2011年2月(社内回覧書類より抜粋)

 2月も下旬に入り、やっと雪の心配もしなくて良い季節になりました。今年の雪は降ると覚悟した時に確実にそして大量に降った気がします。また、地域的にも普段はあまり降らない地域に、急に多量に降りました。そして、それは地域の交通機関の麻痺や通行止めをもたらしました。ある意味、建設業の除雪の重要性や災害時の必要性の認識が一時期的とはいえ全国的に理解が得られたのではないかと思います。
ここでもう一度原点に戻り、我々の土木建設業の必要性を認識しましょう。それは、ある一定の地域だけではなく、日本国全土のあらゆる地域において必要だということです。我々は、この必要性を誇りにもって頑張っていかなくてはいけないと思いますし「勝ち残る企業」として、当社も今一度、他社に負けずに頑張っていきましょう。
また、現場従事の皆さんには特に、インフルエンザを含む風邪も流行っていますので、十分な予防処置をお願いいたします。
さて、『論語』には実業家(経営者)が教訓にすべきことが多いといわれています。その中から、今の自分に合う部分がありましたので皆さんに紹介いたします。

争いこそ進歩の源泉
し子いわ曰く、くんし君子はあらそ争うことなし。かなら必ずやしゃ射か。ゆうじょう揖譲してしょうか升下ししか而しての飲む、そのあらそ争いやくんし君子なりと
孔子は、君子はみだりに他人と争うようなことをせず、弓を射ち争うように礼儀正しく正々堂々と争うならば、これを躊躇しないものだという。
揖譲(ゆうじょう)とは、弓術の競技を行うものが競技場に至る階段に上る前、上る時、競技が終わって階段を下りるときに一礼し敗れた者が罰杯として酒を飲むという習慣のことである。
世間には、いかなる場合においても争いをすることはいけないと言う人が多いと思われる。しかし、争いは決して常に拒み退けるべきことではないということも言えるのではないか。
孟子も、「敵国外患なき者は国恒に滅ぶ」と言っている。(外患(がいかん):外部から圧迫を受ける心配。外国から攻められる心配)まさにそのとおりであり、国家が健全な発展を遂げるには、商工業においても、学術技芸においても、外交においても、常に外国と争って必ずこれに勝つという意気込みがなければならない。
それは、一個人においても同じで、敵と争って必ず勝ってみせるという気概がなくては、決して発達進歩するものではない。
『論語』には「克己復礼」の語がある。「己(おのれに)に克(か)ちて礼に復(かえ)る」ということも、つまりは争いである。私利私欲と争い、善をもって悪に勝たねば、人は人たる道を歩んでゆくようにはならない。
ということは、人は、徳を修めて立派な人間になるには、どうしても争いを避けるわけにはいかないということになる。品性の向上発展は、悪との争いによって初めて成し遂げられるのである。
争いは、社会の進歩の上にも、国家の上にも、個人の発展の上にも、品性の向上の上にも、なければならないものである。

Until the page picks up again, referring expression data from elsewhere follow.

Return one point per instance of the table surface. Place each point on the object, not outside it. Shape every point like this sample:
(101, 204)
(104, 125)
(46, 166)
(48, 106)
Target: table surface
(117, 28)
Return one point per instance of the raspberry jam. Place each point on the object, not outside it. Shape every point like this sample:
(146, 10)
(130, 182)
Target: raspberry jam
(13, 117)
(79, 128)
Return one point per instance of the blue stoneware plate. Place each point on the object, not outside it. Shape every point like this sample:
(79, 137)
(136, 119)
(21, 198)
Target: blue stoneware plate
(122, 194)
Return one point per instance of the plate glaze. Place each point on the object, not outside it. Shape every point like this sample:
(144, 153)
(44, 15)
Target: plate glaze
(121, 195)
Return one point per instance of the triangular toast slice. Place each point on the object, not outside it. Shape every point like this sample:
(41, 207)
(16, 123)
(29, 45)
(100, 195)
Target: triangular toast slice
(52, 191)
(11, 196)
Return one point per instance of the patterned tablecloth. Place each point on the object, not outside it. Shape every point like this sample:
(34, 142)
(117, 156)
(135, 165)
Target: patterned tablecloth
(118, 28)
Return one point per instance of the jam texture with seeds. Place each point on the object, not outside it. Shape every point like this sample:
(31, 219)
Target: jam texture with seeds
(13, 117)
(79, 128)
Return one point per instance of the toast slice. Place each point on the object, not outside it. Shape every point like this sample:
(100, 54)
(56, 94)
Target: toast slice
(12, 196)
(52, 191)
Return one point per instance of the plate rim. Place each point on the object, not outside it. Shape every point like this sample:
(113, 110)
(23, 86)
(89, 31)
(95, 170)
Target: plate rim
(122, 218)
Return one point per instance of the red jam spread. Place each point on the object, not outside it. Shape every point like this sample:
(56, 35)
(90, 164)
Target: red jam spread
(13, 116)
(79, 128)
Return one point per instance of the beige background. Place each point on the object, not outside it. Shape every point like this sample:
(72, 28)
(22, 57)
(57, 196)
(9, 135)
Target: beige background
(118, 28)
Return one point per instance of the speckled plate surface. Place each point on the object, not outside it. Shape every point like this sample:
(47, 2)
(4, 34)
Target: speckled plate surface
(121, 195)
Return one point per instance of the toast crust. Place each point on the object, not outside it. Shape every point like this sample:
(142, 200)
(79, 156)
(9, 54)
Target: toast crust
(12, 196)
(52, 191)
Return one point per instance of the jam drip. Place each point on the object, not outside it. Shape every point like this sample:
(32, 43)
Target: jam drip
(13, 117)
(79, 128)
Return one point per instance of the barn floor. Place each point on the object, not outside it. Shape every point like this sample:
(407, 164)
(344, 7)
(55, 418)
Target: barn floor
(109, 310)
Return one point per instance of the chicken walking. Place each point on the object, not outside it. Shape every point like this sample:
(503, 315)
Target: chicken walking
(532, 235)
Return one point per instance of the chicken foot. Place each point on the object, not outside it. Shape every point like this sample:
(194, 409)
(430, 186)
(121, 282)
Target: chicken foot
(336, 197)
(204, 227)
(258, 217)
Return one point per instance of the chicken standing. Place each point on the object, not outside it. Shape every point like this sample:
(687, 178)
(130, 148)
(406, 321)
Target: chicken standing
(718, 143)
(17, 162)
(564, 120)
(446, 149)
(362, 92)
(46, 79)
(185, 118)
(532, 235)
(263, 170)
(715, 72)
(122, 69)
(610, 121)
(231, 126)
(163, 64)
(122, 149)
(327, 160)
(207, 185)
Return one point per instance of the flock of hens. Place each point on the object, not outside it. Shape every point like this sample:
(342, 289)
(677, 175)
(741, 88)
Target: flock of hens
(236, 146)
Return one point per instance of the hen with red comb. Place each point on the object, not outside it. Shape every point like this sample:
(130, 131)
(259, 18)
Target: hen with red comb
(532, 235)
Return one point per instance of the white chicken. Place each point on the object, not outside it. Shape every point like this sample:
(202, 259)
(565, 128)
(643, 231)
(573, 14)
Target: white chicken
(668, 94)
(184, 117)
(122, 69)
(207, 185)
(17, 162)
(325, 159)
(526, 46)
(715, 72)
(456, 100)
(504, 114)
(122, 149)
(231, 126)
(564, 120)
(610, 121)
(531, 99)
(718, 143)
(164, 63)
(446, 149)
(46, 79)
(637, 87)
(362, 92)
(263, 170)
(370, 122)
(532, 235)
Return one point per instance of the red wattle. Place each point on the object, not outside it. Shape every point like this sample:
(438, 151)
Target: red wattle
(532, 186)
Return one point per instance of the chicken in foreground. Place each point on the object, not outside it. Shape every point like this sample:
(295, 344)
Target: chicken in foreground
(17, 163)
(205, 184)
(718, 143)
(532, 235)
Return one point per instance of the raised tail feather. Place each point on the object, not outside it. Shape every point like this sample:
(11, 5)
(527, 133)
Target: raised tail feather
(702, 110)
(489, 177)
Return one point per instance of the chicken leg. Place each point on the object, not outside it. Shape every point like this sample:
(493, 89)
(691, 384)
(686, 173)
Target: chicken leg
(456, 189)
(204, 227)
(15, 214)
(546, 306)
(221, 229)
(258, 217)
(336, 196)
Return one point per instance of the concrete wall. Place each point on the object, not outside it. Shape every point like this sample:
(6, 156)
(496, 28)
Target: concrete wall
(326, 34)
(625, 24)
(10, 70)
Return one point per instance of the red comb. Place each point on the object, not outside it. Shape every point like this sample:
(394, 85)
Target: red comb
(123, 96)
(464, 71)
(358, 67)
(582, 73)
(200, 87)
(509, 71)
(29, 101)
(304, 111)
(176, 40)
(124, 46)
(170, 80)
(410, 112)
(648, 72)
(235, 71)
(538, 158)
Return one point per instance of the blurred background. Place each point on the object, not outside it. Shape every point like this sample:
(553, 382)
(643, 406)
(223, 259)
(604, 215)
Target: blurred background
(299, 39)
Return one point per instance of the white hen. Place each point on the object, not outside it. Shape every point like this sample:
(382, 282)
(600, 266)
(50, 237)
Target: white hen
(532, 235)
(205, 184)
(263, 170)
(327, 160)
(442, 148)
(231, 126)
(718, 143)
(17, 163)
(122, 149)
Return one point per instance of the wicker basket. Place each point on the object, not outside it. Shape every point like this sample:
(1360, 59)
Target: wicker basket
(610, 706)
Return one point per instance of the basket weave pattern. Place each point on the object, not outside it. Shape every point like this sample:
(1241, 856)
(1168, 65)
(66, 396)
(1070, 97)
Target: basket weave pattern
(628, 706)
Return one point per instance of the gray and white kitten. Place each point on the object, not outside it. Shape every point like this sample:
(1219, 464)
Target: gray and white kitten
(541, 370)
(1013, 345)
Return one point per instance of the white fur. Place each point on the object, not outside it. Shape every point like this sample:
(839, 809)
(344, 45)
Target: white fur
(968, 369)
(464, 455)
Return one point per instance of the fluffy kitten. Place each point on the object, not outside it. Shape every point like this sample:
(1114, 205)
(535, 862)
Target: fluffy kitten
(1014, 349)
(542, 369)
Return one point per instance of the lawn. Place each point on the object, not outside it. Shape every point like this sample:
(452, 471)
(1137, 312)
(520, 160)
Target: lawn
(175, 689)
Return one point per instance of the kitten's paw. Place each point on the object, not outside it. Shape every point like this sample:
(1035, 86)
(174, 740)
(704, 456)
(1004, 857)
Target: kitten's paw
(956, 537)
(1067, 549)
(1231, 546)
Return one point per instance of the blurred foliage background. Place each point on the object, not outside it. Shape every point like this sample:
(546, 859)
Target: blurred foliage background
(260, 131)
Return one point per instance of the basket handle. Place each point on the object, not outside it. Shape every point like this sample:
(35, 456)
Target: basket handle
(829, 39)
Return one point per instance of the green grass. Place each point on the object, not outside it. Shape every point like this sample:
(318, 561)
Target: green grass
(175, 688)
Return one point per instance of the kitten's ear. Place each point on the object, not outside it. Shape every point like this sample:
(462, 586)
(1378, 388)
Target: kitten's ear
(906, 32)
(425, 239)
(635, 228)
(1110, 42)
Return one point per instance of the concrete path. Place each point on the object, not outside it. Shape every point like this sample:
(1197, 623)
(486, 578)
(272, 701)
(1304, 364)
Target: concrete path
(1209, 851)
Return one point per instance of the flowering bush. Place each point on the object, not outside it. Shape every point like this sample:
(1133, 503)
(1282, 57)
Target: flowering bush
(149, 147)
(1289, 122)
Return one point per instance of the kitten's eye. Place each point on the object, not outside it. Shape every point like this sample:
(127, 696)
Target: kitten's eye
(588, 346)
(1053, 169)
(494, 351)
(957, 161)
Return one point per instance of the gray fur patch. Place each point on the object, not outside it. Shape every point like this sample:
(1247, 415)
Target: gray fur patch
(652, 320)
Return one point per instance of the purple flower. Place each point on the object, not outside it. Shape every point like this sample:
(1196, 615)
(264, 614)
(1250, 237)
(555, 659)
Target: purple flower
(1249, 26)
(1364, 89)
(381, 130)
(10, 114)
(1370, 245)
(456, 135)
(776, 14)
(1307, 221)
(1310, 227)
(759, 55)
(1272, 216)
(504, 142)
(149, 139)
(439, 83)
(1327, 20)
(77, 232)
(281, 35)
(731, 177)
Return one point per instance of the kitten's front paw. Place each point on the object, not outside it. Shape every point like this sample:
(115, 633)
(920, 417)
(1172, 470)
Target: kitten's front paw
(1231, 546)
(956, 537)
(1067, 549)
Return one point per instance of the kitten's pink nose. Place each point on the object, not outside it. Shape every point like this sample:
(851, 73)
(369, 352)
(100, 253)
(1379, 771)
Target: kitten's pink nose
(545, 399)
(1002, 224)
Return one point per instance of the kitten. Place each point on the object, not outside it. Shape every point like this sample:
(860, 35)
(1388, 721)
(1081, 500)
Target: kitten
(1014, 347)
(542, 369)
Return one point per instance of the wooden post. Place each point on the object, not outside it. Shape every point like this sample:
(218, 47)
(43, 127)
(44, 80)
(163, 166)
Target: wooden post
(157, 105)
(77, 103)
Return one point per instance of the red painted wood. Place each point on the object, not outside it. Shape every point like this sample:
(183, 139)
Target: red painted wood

企業も同様である。常に外部(他社)との争いがあり、そこで切磋琢磨してこそ発展があります。他社の良いところを学び、それを極め如何にして自分のものにしていくのか。ただ、そこには善悪の判断が当然必要であります。正しい判断のもと、外との争いに勝てる組織と個人の進化が必要です。そして、そこには必ず、敵と争って必ず勝つという“気概”が必要かと思います。